En ese trasiego de “pacientes” aparecerá Graciela, una jovencísima y dulce mexicana que desde su llegada impondrá su presencia mágica y que supondrá un cambio para todos aquellos que convivan a su alrededor. Tal y como hace con su música, Earle intercala una visión política (en un sentido amplio), aquí hay una latente descripción de las clases sociales, pero también un retrato de personajes que funcionan en diferentes planos, dándoles una gran profundidad.
El libro se convierte en un canto sobre la redención y el papel que ahí juega todos esos elementos subjetivos en los que se pueden apoyar los humanos, que van desde la música a la creencia en divinidades (representada en dioses, ángeles de la guarda, creencias ancestrales o incluso la admiración por un joven presidente y su elegante dama) y que según la función que se les encomiende pueden empujar en una u otra dirección. Para ello el autor se basa en una escritura sobria que deja abierta a momentos poéticos (otra semejanza con su música) y que por una parte se acerca a la de William Burroughs o Hubert Selby Jr, sin la crudeza de ambos, pero sobre todo a ese perfil de personajes que suele trazar Carson McCullers.
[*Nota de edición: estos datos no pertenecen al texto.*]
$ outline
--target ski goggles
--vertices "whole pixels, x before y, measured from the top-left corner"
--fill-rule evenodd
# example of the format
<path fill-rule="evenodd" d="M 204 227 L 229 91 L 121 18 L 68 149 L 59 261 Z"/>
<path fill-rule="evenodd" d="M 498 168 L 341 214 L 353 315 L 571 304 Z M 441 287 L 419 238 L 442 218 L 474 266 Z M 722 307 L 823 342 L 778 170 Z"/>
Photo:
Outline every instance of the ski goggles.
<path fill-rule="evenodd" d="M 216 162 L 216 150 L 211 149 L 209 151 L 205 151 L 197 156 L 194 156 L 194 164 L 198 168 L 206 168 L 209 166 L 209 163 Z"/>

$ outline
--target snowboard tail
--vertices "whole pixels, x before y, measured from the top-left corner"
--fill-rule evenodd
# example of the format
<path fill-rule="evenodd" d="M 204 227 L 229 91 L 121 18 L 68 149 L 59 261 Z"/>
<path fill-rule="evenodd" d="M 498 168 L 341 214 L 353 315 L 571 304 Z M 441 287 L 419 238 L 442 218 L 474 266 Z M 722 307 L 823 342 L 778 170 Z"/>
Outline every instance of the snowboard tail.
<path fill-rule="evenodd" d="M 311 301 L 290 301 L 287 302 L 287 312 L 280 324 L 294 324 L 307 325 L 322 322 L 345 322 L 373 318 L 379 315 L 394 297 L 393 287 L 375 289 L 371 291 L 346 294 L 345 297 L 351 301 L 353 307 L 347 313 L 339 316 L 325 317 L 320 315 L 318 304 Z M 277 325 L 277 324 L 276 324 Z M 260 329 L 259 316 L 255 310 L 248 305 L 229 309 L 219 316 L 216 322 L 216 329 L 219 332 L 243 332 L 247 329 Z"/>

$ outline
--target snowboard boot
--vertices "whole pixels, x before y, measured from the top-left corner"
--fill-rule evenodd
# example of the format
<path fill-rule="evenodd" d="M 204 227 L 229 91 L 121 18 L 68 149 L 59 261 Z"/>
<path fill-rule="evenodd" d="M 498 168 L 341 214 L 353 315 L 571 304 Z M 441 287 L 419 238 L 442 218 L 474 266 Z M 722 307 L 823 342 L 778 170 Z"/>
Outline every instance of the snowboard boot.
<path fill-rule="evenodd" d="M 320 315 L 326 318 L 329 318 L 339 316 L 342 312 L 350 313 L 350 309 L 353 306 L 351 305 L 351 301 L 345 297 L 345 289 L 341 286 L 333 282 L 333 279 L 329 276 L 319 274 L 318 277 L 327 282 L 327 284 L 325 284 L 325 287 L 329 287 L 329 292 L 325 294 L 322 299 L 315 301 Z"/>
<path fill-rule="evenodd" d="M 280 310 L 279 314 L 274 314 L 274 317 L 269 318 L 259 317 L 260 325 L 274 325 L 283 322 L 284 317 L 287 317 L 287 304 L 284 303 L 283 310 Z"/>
Earle demuestra que sabe plasmar la destreza en la escritura que lleva demostrando años en sus canciones también en una novela, un salto no tan fácil de dar como a primera vista se podría sospechar. Mientras que su principal atractivo está en la hondura de una galería de personajes muy especiales, su único “pero” se encuentra en el excesivo papel que adquiere en el segundo tramo del libro la temática, llamémosle, “religiosa”. Algo que para nada oscurece una obra muy recomendable y complemento ideal para conocer la visión del mundo que el norteamericano ha creado con su arte.